What this does is prevent Theresa May from quickly rejecting a section 30 order, which would lead to the obvious question to Sturgeon of: ‘what now?’ Instead, she can keep a section 30 order in play by delaying the request until later, and in the meantime argue that the uncertainty over what will happen with the UK Government is legitimate reason to believe a section 30 order could be accepted at a future date, under different circumstances, even if the Tories are implacably opposed now.

READ MORE: Nicola Sturgeon seeks indyref2 before 2021, while holding out further devolution olive branch to opponents

That gives Sturgeon breathing room to re-energise her indyref2-hungry party ahead of European Parliamentary elections in May and a divisive currency debate at SNP conference this weekend.
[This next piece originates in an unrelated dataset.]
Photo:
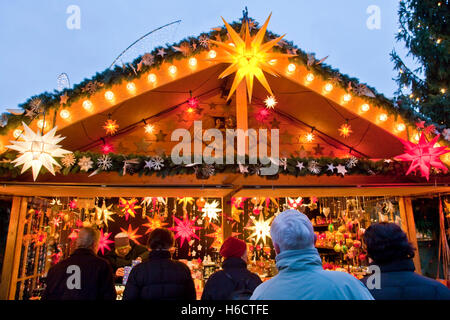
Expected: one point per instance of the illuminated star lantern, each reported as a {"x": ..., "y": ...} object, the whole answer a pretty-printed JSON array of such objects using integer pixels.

It also gives her the space to push the constitutional ball into the unionist court, which is what the second part of today’s announcement was all about. 

Sturgeon said Mike Russell, who is the minister responsible for Brexit in the Scottish Cabinet, would lead new efforts to find consensus with other parties in the Scottish Parliament on a new package of devolved powers to the Scottish Parliament. A citizens’ assembly would also be established to aid grassroots participation in debating Scotland’s constitutional future.
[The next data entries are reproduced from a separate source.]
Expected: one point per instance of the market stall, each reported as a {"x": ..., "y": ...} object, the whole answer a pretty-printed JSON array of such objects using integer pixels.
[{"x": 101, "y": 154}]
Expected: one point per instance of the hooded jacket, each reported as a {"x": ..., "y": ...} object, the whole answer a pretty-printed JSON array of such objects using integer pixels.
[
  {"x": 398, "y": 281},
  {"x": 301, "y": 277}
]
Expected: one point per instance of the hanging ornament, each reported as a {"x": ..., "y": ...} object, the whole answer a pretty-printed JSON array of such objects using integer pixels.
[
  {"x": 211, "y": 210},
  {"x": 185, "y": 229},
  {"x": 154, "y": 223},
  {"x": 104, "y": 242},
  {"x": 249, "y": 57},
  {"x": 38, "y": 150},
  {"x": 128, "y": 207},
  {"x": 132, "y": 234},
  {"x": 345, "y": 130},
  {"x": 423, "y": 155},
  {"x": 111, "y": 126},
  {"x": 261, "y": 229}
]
What this does is it allows Sturgeon to resist the charge that she’s obsessed with an independence referendum by legitimately saying that she is offering unionists to engage in a different constitutional path. Whether that different path could become an alternative path to indyref2 is unclear, but when asked by Tory MSP Miles Briggs whether she was open minded about dropping indyref2 in this parliament, she responded by saying that she was “open minded with no pre-conditions”.

READ MORE: Glasgow indy march organisers ‘hoping to beat Edinburgh’ 100k strong demo

She alluded to her thinking here near the end of her speech, when she said that if unionists did not engage in her offer to seek devolution consensus “support for independence would grow”. Thus, the SNP leader is offering up the carrot of devolution talks with the stick of pursuing indyref2 harder if the opposition don’t bite. 

All of this makes sense from the point of view of Sturgeon managing her dual position as leader of a pro-independence party and First Minister of Scotland, but it does raise some strategic questions when looked at solely from the point of view of independence: holding off on pushing for a section 30 order may be politically convenient for the First Minister, but does it actually help build pressure on the UK Government to deliver on it? Waiting until an undefined time gives the SNP leader room for manoeuvre, but there is only two years left now until the end of this parliamentary term – if the latest indyref2 could legitimately be held is about six months before the end of that term, and getting the legislation through Westminster may take another six months, that means there is still only about one year before she has to make the section 30 request anyway. And does it not get easier for a UK Government of whichever stripe to say ‘no, wait until after the next Holyrood elections’ the closer we get to those elections?

These are all questions which are difficult to answer given the many known unknowns of Brexit and the UK Government, but they are legitimate questions nonetheless.

We finally have indyref2 movement – but there’s a long way to go.